From my perspective, super apps will shape the future in terms of customer experience in a major way. They provide convenience, seamlessness and connectivity.Luka Brekalo
A point of view shared by Luka Brekalo: “We also see an explosion of gaming, as well as of AR/VR. From my perspective, super apps will shape the future in terms of customer experience in a major way. They provide convenience, seamlessness and connectivity. A super app is a mobile app that offers basic services including chat and payments, along with a suite of ‘mini-apps’ from third parties, ranging from stores and restaurants to mobility services. Westerners aren’t familiar with them, but across much of Asia, super apps are the internet. The largest is China’s WeChat, possibly the most used piece of software on the planet. On WeChat, you can pay utilities, hail a cab or book a restaurant, to name a few. A true example of putting the consumers first.”
Big data, personalisation and facial recognition: will tech be used to spy on us?
When talking about trending data collection, one might think that companies and brands now have the keys to our minds and behaviours, and, in a certain way, it might feel like firms can now disturbingly spy on customers.
“Technically, thanks to data, some companies know you very, very well. Netflix for example doesn’t need to ask you what you’d like to watch, because they know your tastes very well, but they still do. The truth is that people would not like it if Netflix force-fed programmes, even if relevant. Netflix is able to know when you go to bed and what kind of programmes you like, but the interface doesn’t reveal so because people would get scared. At some point, excessive personnalisation creates negative value for the customer experience,” explains Michael Haenlein.

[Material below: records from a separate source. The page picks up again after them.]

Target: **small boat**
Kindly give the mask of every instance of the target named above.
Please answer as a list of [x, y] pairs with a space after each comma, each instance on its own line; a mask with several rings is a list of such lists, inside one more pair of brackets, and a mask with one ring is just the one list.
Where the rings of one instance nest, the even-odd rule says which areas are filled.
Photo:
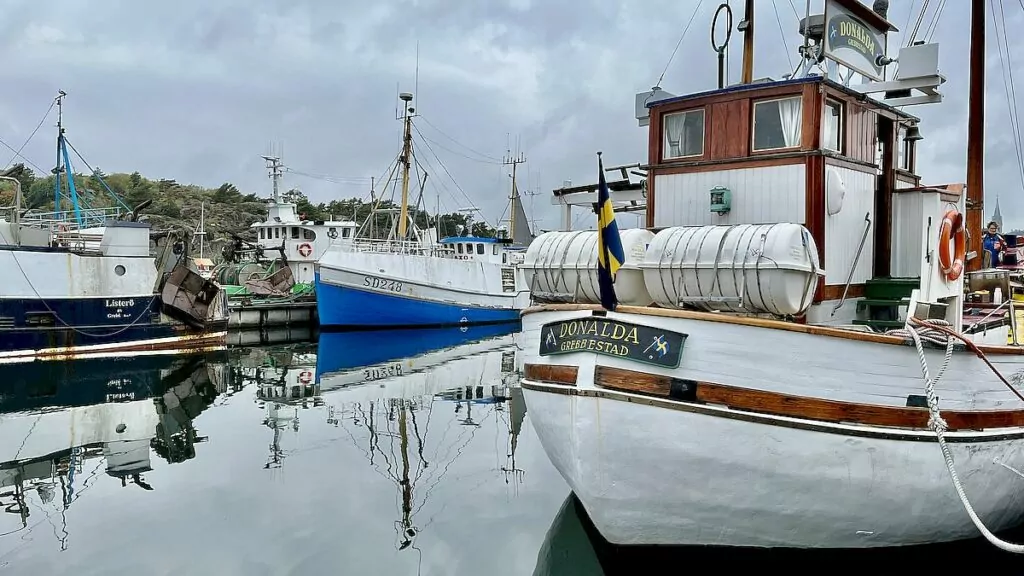
[[116, 205], [92, 208], [72, 177], [60, 116], [57, 125], [52, 212], [22, 208], [19, 166], [0, 173], [15, 189], [0, 213], [0, 363], [223, 346], [226, 297], [187, 265], [190, 235], [164, 234], [154, 257], [140, 208], [105, 184]]
[[[329, 328], [412, 328], [517, 322], [529, 302], [517, 264], [532, 236], [512, 179], [512, 223], [505, 238], [436, 241], [408, 214], [412, 94], [403, 93], [405, 145], [399, 157], [402, 204], [386, 239], [360, 233], [316, 264], [317, 312]], [[513, 166], [520, 162], [516, 160]], [[425, 180], [424, 180], [425, 182]], [[378, 210], [367, 219], [376, 222]]]
[[[963, 333], [984, 98], [971, 98], [966, 194], [922, 186], [919, 119], [899, 107], [941, 101], [938, 46], [901, 48], [883, 82], [885, 4], [827, 0], [802, 25], [804, 73], [754, 82], [748, 0], [740, 84], [638, 95], [649, 242], [618, 233], [602, 171], [601, 263], [527, 255], [531, 286], [552, 288], [523, 313], [524, 396], [609, 542], [873, 548], [981, 533], [1024, 551], [994, 535], [1024, 519], [1024, 355], [1005, 334]], [[827, 76], [806, 73], [821, 58]], [[902, 290], [903, 321], [868, 317], [872, 292]]]

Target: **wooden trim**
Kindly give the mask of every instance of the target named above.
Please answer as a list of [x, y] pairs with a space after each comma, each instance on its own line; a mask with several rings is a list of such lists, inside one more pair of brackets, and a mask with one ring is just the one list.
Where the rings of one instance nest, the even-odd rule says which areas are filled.
[[561, 364], [526, 364], [523, 366], [523, 377], [536, 382], [575, 386], [579, 368]]
[[[809, 155], [804, 152], [776, 154], [769, 157], [731, 158], [728, 160], [705, 160], [702, 162], [675, 162], [648, 166], [647, 175], [692, 174], [695, 172], [714, 172], [717, 170], [738, 170], [741, 168], [768, 168], [771, 166], [790, 166], [803, 164]], [[649, 183], [648, 183], [649, 184]], [[648, 196], [650, 186], [648, 185]], [[648, 200], [648, 205], [650, 201]]]
[[[690, 402], [679, 402], [656, 396], [645, 396], [630, 394], [628, 392], [617, 392], [615, 390], [604, 390], [597, 388], [574, 388], [569, 386], [556, 386], [541, 382], [530, 382], [523, 380], [524, 390], [542, 394], [557, 394], [560, 396], [575, 396], [579, 398], [604, 399], [613, 402], [628, 402], [634, 406], [651, 406], [663, 410], [676, 412], [689, 412], [701, 414], [713, 418], [727, 418], [762, 424], [764, 426], [780, 426], [794, 430], [806, 430], [821, 434], [838, 434], [840, 436], [854, 438], [876, 438], [879, 440], [896, 440], [900, 442], [923, 442], [935, 444], [935, 433], [931, 430], [907, 430], [903, 428], [876, 428], [868, 426], [850, 426], [848, 424], [833, 424], [815, 420], [800, 420], [797, 418], [781, 418], [758, 412], [743, 412], [730, 410], [715, 404], [696, 404]], [[978, 442], [1001, 442], [1006, 440], [1024, 439], [1024, 430], [1014, 428], [1007, 431], [982, 431], [982, 432], [948, 432], [946, 442], [957, 444], [975, 444]]]
[[[671, 100], [664, 104], [654, 104], [649, 108], [652, 112], [657, 109], [662, 114], [671, 114], [673, 112], [679, 112], [686, 110], [687, 108], [696, 108], [699, 106], [707, 106], [708, 104], [719, 104], [721, 102], [729, 102], [731, 100], [762, 100], [766, 98], [781, 98], [784, 96], [797, 96], [803, 90], [806, 84], [817, 85], [821, 81], [809, 80], [808, 82], [799, 82], [793, 84], [785, 84], [782, 86], [770, 86], [767, 88], [760, 87], [757, 84], [751, 84], [749, 89], [741, 90], [730, 90], [728, 92], [713, 92], [706, 95], [695, 95], [691, 98]], [[751, 104], [753, 109], [753, 104]]]
[[[604, 308], [600, 304], [544, 304], [531, 306], [523, 310], [521, 316], [537, 314], [540, 312], [584, 312], [600, 311]], [[644, 306], [623, 306], [615, 309], [620, 314], [636, 314], [638, 316], [655, 316], [659, 318], [678, 318], [683, 320], [702, 320], [704, 322], [719, 322], [722, 324], [733, 324], [748, 326], [751, 328], [766, 328], [770, 330], [785, 330], [787, 332], [800, 332], [814, 336], [828, 336], [830, 338], [842, 338], [844, 340], [856, 340], [859, 342], [871, 342], [874, 344], [889, 344], [893, 346], [906, 346], [907, 341], [898, 336], [878, 334], [875, 332], [859, 332], [845, 330], [832, 326], [818, 326], [814, 324], [797, 324], [783, 320], [771, 320], [768, 318], [756, 318], [752, 316], [734, 316], [718, 312], [697, 312], [695, 310], [675, 310], [669, 308], [654, 308]], [[977, 344], [979, 350], [989, 355], [1024, 356], [1024, 346], [993, 346], [991, 344]]]
[[[927, 430], [927, 408], [860, 404], [795, 396], [765, 390], [753, 390], [711, 382], [678, 381], [694, 390], [692, 399], [673, 398], [673, 378], [622, 368], [598, 366], [594, 384], [602, 388], [672, 398], [680, 402], [716, 404], [732, 410], [745, 410], [772, 416], [818, 420], [835, 424], [851, 423], [865, 426]], [[943, 410], [942, 418], [949, 430], [986, 430], [1024, 426], [1021, 410]]]
[[[846, 297], [849, 298], [862, 298], [864, 296], [864, 290], [867, 288], [867, 284], [850, 284], [850, 290], [846, 293]], [[822, 300], [839, 300], [843, 297], [843, 290], [846, 289], [846, 284], [830, 284], [825, 286], [821, 292]]]
[[[807, 158], [804, 174], [804, 226], [814, 238], [818, 248], [818, 262], [825, 264], [825, 157], [819, 155]], [[825, 276], [818, 278], [814, 291], [814, 302], [821, 302], [825, 293]]]
[[836, 156], [833, 154], [829, 154], [828, 151], [825, 151], [824, 156], [826, 166], [846, 168], [847, 170], [863, 172], [865, 174], [871, 175], [878, 174], [878, 166], [875, 166], [874, 164], [868, 162], [861, 162], [860, 160], [855, 160], [853, 158], [848, 158], [846, 156]]

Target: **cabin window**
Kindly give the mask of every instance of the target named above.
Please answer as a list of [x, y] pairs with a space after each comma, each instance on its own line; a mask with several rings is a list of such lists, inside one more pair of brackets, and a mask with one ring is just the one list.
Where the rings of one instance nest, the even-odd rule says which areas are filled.
[[342, 228], [341, 229], [341, 237], [342, 238], [348, 238], [349, 236], [351, 236], [351, 232], [352, 232], [351, 228]]
[[265, 240], [266, 238], [267, 238], [267, 229], [266, 228], [260, 228], [260, 240]]
[[498, 245], [497, 244], [492, 244], [491, 245], [491, 254], [494, 254], [495, 256], [498, 255]]
[[302, 230], [302, 237], [305, 240], [313, 240], [314, 238], [316, 238], [316, 236], [313, 234], [312, 230], [306, 230], [306, 229]]
[[801, 97], [754, 102], [754, 150], [800, 146]]
[[299, 239], [299, 227], [298, 226], [292, 226], [292, 240], [298, 240], [298, 239]]
[[501, 253], [501, 263], [508, 264], [508, 252]]
[[835, 152], [843, 151], [843, 103], [838, 100], [826, 100], [824, 118], [821, 125], [824, 130], [821, 147]]
[[900, 170], [906, 170], [907, 172], [913, 172], [910, 166], [911, 152], [913, 151], [914, 143], [907, 141], [907, 127], [900, 126], [899, 135], [897, 136], [896, 142], [896, 167]]
[[456, 244], [455, 246], [455, 249], [458, 250], [459, 254], [462, 254], [462, 244]]
[[274, 238], [280, 238], [280, 237], [281, 237], [281, 229], [280, 228], [274, 228]]
[[476, 245], [476, 253], [477, 254], [483, 254], [484, 253], [484, 245], [483, 244], [477, 244]]
[[704, 109], [666, 114], [662, 158], [686, 158], [704, 154]]

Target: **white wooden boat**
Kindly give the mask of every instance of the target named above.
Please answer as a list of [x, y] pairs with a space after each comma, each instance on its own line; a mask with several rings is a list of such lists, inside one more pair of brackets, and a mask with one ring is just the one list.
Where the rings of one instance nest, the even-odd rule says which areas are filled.
[[[827, 0], [819, 36], [839, 20], [883, 46], [891, 29]], [[626, 260], [646, 292], [628, 300], [650, 305], [609, 311], [580, 289], [523, 313], [531, 420], [610, 542], [868, 548], [980, 531], [1024, 551], [992, 534], [1024, 519], [1024, 355], [962, 334], [963, 245], [943, 262], [962, 214], [980, 225], [980, 147], [970, 205], [962, 185], [920, 186], [918, 119], [894, 106], [939, 98], [870, 96], [933, 91], [936, 58], [903, 48], [881, 87], [751, 83], [747, 68], [741, 85], [648, 104], [656, 234]], [[896, 331], [873, 329], [865, 304], [884, 282], [913, 285]]]

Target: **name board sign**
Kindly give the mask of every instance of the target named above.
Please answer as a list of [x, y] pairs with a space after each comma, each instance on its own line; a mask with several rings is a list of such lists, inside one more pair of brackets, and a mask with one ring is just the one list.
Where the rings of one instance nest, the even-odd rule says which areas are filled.
[[594, 352], [676, 368], [686, 334], [607, 318], [559, 320], [541, 327], [540, 355]]
[[885, 67], [886, 35], [853, 14], [840, 0], [825, 0], [825, 57], [864, 76], [881, 81]]

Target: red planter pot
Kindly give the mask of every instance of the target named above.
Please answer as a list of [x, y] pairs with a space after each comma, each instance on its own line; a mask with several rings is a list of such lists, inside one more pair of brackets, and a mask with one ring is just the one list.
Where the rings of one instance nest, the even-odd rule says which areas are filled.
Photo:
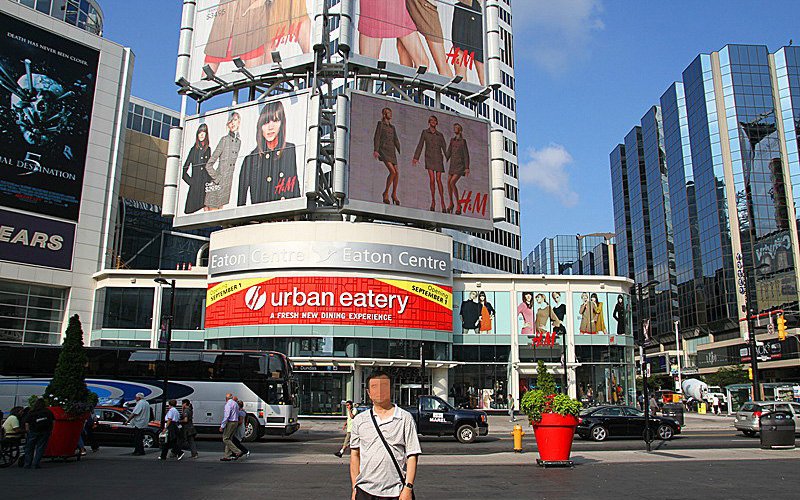
[[545, 462], [563, 462], [569, 460], [572, 451], [572, 440], [578, 419], [572, 415], [562, 416], [558, 413], [544, 413], [542, 420], [531, 424], [536, 435], [536, 447], [539, 458]]
[[47, 448], [44, 450], [45, 457], [74, 457], [78, 449], [78, 439], [81, 437], [81, 430], [89, 418], [88, 413], [72, 415], [64, 411], [60, 406], [51, 406], [56, 420], [53, 422], [53, 432], [47, 441]]

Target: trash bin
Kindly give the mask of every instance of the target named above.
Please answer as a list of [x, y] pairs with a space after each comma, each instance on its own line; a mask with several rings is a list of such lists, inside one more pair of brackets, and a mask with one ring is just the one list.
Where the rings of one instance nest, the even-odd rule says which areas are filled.
[[788, 411], [773, 411], [761, 415], [761, 448], [794, 449], [794, 420]]
[[697, 413], [700, 414], [700, 415], [705, 415], [706, 414], [706, 404], [705, 403], [700, 403], [699, 405], [697, 405]]
[[684, 418], [683, 418], [683, 405], [680, 403], [669, 403], [665, 404], [664, 408], [661, 410], [661, 414], [665, 417], [671, 417], [678, 421], [678, 423], [683, 427]]

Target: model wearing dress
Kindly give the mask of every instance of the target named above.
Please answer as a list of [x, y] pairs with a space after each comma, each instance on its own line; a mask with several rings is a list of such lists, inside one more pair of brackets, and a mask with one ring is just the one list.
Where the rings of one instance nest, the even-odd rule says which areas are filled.
[[589, 294], [586, 292], [581, 294], [581, 307], [578, 310], [578, 314], [580, 314], [580, 320], [581, 320], [580, 332], [595, 333], [591, 331], [592, 307], [589, 304]]
[[412, 68], [428, 65], [428, 56], [405, 0], [361, 0], [359, 5], [359, 54], [380, 59], [383, 40], [395, 39], [400, 64]]
[[406, 0], [408, 14], [414, 21], [417, 31], [425, 37], [433, 56], [433, 63], [440, 75], [452, 78], [453, 70], [447, 64], [447, 55], [444, 52], [444, 34], [442, 33], [442, 20], [439, 18], [439, 9], [434, 0]]
[[486, 293], [478, 294], [478, 304], [481, 306], [481, 328], [480, 333], [492, 331], [492, 318], [494, 318], [494, 307], [487, 302]]
[[453, 10], [451, 31], [453, 48], [459, 57], [451, 60], [456, 74], [467, 78], [474, 64], [478, 82], [484, 84], [483, 66], [483, 6], [480, 0], [457, 0]]
[[213, 71], [238, 57], [252, 68], [264, 64], [269, 40], [269, 4], [265, 0], [220, 0], [204, 48], [205, 62]]
[[558, 335], [565, 335], [567, 333], [567, 326], [564, 319], [567, 317], [567, 305], [559, 303], [561, 301], [561, 294], [553, 292], [550, 294], [552, 297], [553, 309], [553, 332]]
[[272, 62], [272, 51], [286, 43], [296, 42], [303, 54], [308, 54], [311, 51], [311, 18], [306, 10], [306, 0], [268, 0], [267, 3], [270, 23], [267, 27], [268, 62]]
[[439, 198], [442, 200], [442, 212], [447, 212], [444, 202], [444, 186], [442, 186], [442, 173], [444, 172], [444, 157], [447, 154], [444, 135], [436, 130], [439, 119], [431, 115], [428, 118], [428, 128], [419, 136], [417, 149], [414, 151], [414, 165], [419, 163], [422, 149], [425, 148], [425, 169], [428, 171], [428, 180], [431, 188], [431, 212], [436, 210], [436, 188], [439, 188]]
[[389, 171], [386, 175], [386, 187], [383, 190], [383, 202], [389, 204], [389, 188], [391, 187], [392, 201], [395, 205], [399, 205], [397, 184], [400, 182], [400, 170], [397, 168], [397, 153], [400, 152], [400, 139], [397, 137], [397, 130], [392, 125], [392, 110], [383, 108], [381, 115], [381, 120], [375, 126], [372, 154]]
[[[234, 111], [228, 118], [228, 133], [219, 140], [206, 163], [206, 172], [211, 177], [206, 187], [206, 210], [219, 210], [230, 201], [233, 171], [236, 169], [236, 160], [242, 147], [242, 139], [239, 137], [240, 124], [239, 113]], [[215, 168], [217, 162], [219, 166]]]
[[480, 331], [481, 305], [478, 304], [478, 292], [469, 292], [469, 300], [461, 303], [458, 311], [461, 316], [461, 333], [466, 335], [470, 330]]
[[603, 303], [599, 301], [596, 293], [591, 295], [589, 304], [592, 309], [591, 333], [606, 333], [606, 320], [603, 317]]
[[206, 185], [210, 180], [206, 172], [206, 163], [211, 156], [211, 147], [208, 143], [208, 125], [201, 123], [197, 127], [194, 144], [186, 154], [186, 161], [183, 162], [182, 178], [189, 186], [184, 208], [186, 214], [193, 214], [205, 206]]
[[519, 316], [522, 316], [520, 335], [533, 335], [533, 292], [522, 292], [522, 302], [517, 306]]
[[547, 322], [553, 316], [553, 310], [547, 303], [543, 293], [536, 294], [536, 333], [546, 335], [550, 333]]
[[447, 172], [447, 195], [450, 198], [450, 206], [447, 207], [447, 212], [453, 213], [453, 206], [457, 204], [456, 215], [461, 215], [461, 196], [457, 183], [461, 177], [469, 176], [469, 147], [467, 140], [464, 139], [464, 128], [461, 124], [453, 124], [453, 134], [446, 153], [447, 160], [450, 162], [450, 169]]
[[625, 317], [625, 299], [620, 295], [617, 297], [617, 304], [614, 306], [614, 312], [611, 316], [617, 321], [617, 335], [625, 335], [625, 325], [627, 318]]

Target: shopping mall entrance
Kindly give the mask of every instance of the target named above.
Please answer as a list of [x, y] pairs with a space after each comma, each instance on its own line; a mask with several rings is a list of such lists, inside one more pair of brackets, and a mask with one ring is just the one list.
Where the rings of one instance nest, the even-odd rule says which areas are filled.
[[[301, 367], [302, 368], [302, 367]], [[343, 402], [347, 401], [347, 385], [351, 372], [298, 371], [298, 399], [300, 415], [344, 415]]]
[[[381, 370], [392, 377], [392, 399], [401, 406], [411, 406], [417, 404], [419, 397], [422, 395], [422, 375], [419, 368], [416, 367], [398, 367], [398, 366], [378, 366], [371, 367], [365, 366], [364, 372], [361, 377], [362, 387], [361, 394], [364, 395], [364, 403], [370, 403], [369, 394], [367, 394], [367, 378], [373, 371]], [[425, 370], [425, 394], [431, 393], [431, 374], [430, 369]]]

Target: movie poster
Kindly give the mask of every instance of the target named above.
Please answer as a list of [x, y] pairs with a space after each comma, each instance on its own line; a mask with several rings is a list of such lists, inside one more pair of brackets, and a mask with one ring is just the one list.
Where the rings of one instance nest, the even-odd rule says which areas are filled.
[[[453, 333], [457, 335], [509, 335], [511, 294], [464, 290], [453, 295]], [[456, 310], [458, 312], [456, 312]]]
[[567, 332], [563, 292], [524, 291], [517, 296], [517, 331], [536, 345], [555, 345]]
[[0, 13], [0, 205], [78, 220], [96, 50]]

However, some cases also show that in retail, for example, facial recognition may be used to improve customers’ experiences. “You [companies] can now buy pairs of glasses that embed a camera and a microphone that analyse the facial expression and vocal intonation of the customer, providing information on their emotional state. The facial recognition system can also send information to your CRM database to find out who that person is, and what product they recently purchased. And what you end up with is a message to the salesperson saying ‘Michael is currently entering the store, he purchased a TV two weeks ago, he looks inquisitive’.”
Even though we are striving to maximize the digital payout, we need to respect human nature and individuals. We make the digital world more human: safeguarding the privacy of consumers, developing responsible AI frameworks based on ethics, values and principles, and avoiding over-reliance on algorithms.Luka Brekalo
Finally, if tech is playing a major role in the “phygitisation” of our world, L’Oréal expert Luka Brekalo reminds us that certain values will never be obsolete: “At the same time, even though we are striving to maximize the digital payout, we need to respect human nature and individuals. We make the digital world more human: safeguarding the privacy of consumers, developing responsible AI frameworks based on ethics, values and principles, and avoiding over-reliance on algorithms. Consumers are more conscious and demanding than ever, that’s why we need to reinvent ourselves by reinforcing key challenges around sustainability, inclusion and diversity across every touchpoint of the consumer journey.”